In part II, Tjostem shares his first hand experience of spending his first 13 and a half years on a farm where there was no electricity. He provides specific examples on the life-changing nature of the arrival of that amazing 19th century invention in the form of a power line enabled by the Depression Era Rural Electrification Act.
The biggest technological change in my lifetime was the implementation of the Rural Electrification Act (REA). I can still recall the night in November 1948 when the dark landscape was lighted for the first time by dozens of yard lights. Nearly every yard light was turned on that clear autumn night.
Within a couple of years the flush toilet replaced the outhouse and I had my first bath in a real bathtub. It had been my winter chore to keep the copper boiler on the top of the cook stove filled with snow.
Electricity took a lot of drudgery out of my mother’s life. Hot water on tap from the electric water heater was a wonderful change. Washday included ironing. Mother always dreaded lighting the white gas iron and the electric iron was among her favorite improvements to come with electricity.
A lot of salt went out of our diets when the refrigerator came to our house. Heavily salted cod in a white sauce that did not require refrigeration came in the small wooden boxes with mitered corners.The salted creamed cod served over toast also became a rare item on our menu after electrification came to our home. We are still using that 1948 G. E. refrigerator in the basement of our cabin where it expands our refrigerator space when the whole family is at the lake.

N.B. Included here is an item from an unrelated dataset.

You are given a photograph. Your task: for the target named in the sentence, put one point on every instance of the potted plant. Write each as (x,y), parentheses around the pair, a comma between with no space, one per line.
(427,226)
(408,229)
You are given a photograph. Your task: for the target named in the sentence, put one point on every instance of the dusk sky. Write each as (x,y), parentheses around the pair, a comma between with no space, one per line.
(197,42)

Though the soft energy advocates understand the value of electricity, they erroneously believe it is possible to convert a larger portion of the world’s transportation to electricity and to still achieve essentially no growth in electricity production over the next forty years. They also ignore the importance of matching demand and production on a minute by minute basis. Tjostem has a different point of view.

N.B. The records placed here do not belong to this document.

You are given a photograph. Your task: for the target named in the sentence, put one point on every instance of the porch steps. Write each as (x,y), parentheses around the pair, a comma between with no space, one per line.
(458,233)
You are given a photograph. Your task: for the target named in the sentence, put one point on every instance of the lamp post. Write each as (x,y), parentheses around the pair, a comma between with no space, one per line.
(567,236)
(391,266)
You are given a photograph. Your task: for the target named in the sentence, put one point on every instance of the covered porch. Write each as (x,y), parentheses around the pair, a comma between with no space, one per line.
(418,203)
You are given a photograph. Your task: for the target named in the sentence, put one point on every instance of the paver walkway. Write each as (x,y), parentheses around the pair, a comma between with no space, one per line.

We need to accept the present use of coal for world-wide industrial development, but at the same time we should for the sake of our environment and our collective health, increase our national investment in research and development to replace coal with advanced generation nuclear power.The people who want to maintain the deception that there is something bad about developing clean, safe, incredibly abundant, and emission free nuclear power to share with as many of the world’s people as possible, need to be challenged. If clean, cheap energy is available developing nations can manufacture goods for bettering their standard of living and also their environment. Developing countries gain wealth by selling goods to the rest of the world. The only clean energy source that is abundant and cheap is nuclear fission. It is not a sin to embrace nuclear fission power or to have a growing economy.

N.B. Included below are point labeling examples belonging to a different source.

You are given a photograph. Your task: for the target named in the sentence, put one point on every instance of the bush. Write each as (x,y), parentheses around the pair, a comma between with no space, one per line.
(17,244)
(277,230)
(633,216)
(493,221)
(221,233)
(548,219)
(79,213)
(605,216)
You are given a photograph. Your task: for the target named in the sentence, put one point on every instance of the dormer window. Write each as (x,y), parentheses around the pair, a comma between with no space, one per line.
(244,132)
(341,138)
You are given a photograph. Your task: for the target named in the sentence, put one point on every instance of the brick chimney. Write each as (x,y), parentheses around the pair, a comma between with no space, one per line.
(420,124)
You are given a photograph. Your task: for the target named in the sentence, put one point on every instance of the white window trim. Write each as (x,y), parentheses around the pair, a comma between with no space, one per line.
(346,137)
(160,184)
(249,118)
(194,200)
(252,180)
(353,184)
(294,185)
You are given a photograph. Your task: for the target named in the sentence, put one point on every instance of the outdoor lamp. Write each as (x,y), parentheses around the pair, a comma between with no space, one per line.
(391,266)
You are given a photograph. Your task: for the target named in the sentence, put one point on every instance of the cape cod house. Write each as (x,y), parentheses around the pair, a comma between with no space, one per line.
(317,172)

Tjostem goes on to describe numerous nuclear energy advances that are in various stages of development and deployment and offer the potential of fully replacing fossil fuels with a technology that has greater, not reduced capacity.
I highly recommend both articles as a thought-provoking antidote to the pessimistic prescriptions that have been advocated by the soft energy and neo-Malthusians for the past forty years.
It is easy to side with a man who has lived, learned and worked and who can base his thoughts and prescriptions on experience combined with intensive study over people like Lovins, Erlich, and Rifkin, who apparently lived most of their lives in academic/NGO/think tank bubbles.